Geospatial data analysis, despite its ubiquity and relevance to almost every business, has largely developed on a separate track from mainstream data analysis tooling. It requires specialized tools (PostGIS, ESRI, QGIS, Carto) and knowledge (DE-9IM Model, Spatial SQL) to work with. This has greatly limited the number of geospatial problems which can be solved.

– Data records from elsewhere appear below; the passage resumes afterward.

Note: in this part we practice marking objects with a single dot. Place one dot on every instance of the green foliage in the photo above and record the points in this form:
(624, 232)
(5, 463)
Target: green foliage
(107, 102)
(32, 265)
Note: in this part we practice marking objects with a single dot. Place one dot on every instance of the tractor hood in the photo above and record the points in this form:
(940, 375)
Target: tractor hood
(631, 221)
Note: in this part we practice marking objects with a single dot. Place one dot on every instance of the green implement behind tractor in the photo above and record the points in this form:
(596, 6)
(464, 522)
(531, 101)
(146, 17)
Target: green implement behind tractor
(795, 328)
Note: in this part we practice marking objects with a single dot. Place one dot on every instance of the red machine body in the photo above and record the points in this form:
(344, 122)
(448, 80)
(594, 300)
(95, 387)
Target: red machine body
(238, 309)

In the past few years, there has been a movement from desktop-based GIS tools like QGIS and ESRI towards cloud-based tools like Carto and Unfolded. This follows an explosion in the popularity of cloud-based databases and the ‘modern data stack’. These tools are extremely powerful and allow analysis of once-unimaginable amounts of data from within a web browser. I’ve been lucky to lead projects deploying tools like these at large companies.
Modern location questions
However, in my experience, many geospatial problems are ad-hoc analysis which require combining different data sources and playing around with the relationships between them. These are questions like:
- Where are the optimal places to install parking docks for shared bikes in the city of Berlin?
- How would new school boundaries in Minneapolis affect the social, economic, and racial diversity of different schools?

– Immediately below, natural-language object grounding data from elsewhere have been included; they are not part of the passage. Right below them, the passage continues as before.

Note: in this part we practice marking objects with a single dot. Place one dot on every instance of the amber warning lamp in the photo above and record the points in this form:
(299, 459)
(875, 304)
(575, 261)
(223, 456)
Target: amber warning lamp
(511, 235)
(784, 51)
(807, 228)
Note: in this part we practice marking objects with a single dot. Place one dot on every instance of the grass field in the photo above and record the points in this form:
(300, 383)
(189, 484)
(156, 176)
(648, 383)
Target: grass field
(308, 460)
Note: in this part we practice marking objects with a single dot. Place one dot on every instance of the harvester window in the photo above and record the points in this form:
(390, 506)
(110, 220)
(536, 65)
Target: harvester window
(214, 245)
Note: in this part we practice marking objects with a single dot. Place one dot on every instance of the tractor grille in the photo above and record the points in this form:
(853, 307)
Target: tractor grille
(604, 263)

- Are there pockets of demand for a local grocery store which are not currently supplied?
To answer these problems, an ideal geospatial analysis tool should:
-
Be intuitive and approachable for people without a geospatial background. Most of the time the person asking the question is a domain expert, but not a geospatial expert. Being able to answer questions themselves instead of relying on a geospatial analyst greatly increases the quality and decreases time. Tools like Google My Maps are great at this.
-
Allow for interactive, iterative ‘what-if’ analysis, rather than a pure one-way dashboard view. Excel shines at this.
-
Limit architectural complexity - for security and cost. Kepler shines at this.
Existing geospatial tools like QGIS and ESRI can answer these questions, but they’re not approachable for the average user. New cloud-based tools like Carto and Unfolded thrive at displaying large amounts of data in a predefined way (typically a map or analysis created by someone with a geo background). Since the data being displayed is largely pre-defined (because there is typically not a semantic layer to map geospatial databases to dynamic user input), there is a limited amount of dynamic analysis that end users can do themselves, without involving someone more technical.
Honeycomb: an in-browser tool for powerful spatial analysis.
Intuitive and approachable
Honeycomb is completely browser-based. This means that there is nothing to install and it can run on any modern web browser. The interface is completely point-and-click, with analysis happening in real-time. Behind the scenes, there is powerful geospatial analysis happening (areal interpolation, metric aggregations over regions, buffering), but this is abstracted behind a simple UI.
Interactive, question-driven analysis
Honeycomb uses the H3 Hexagonal Index System to harmonize data from many sources (flat files, US Census, Eurostat to come). Once data is brought into the tool, it is converted (right now using areal weighted interpolation) to values at different H3 indexes. This means that disparate data sources (internal company data, public US Census/ Eurostat demographic data, and 3rd party datasets) can be directly joined and used side-by-side.
Taking this one step further, Honeycomb supports ‘derived layers’, which are new data layers which are based on the values of other layers. For example, a dynamic layer named ‘Coffee Shops Per Capita’ could be easily built by dividing the number of coffee shops in each H3 hexagon (from OpenStreetMap) with the total population in the same H3 hexagon (from US Census data).
Data doesn’t leave your machine
Honeycomb uses a modern OLAP (online analytical processing) database called DuckDB running in the browser to deliver fast results without using expensive cloud resources. OLAP databases are designed to quickly compute the results to queries which require aggregations on many rows of data, compared to OLTP (online transactional processing) databases, which are designed to handle many atomic transactions (inserting new rows, querying single rows). Because H3 indexes can be represented as integers, databases can perform aggregations on this data extremely efficiently.
Processing data on the client-side also has significant security benefits. Because data is not sent over the internet, an entire class of security threats (misconfigured authentication, broken encryption) is not relevant. This is especially important because location data can often be considered personally identifiable.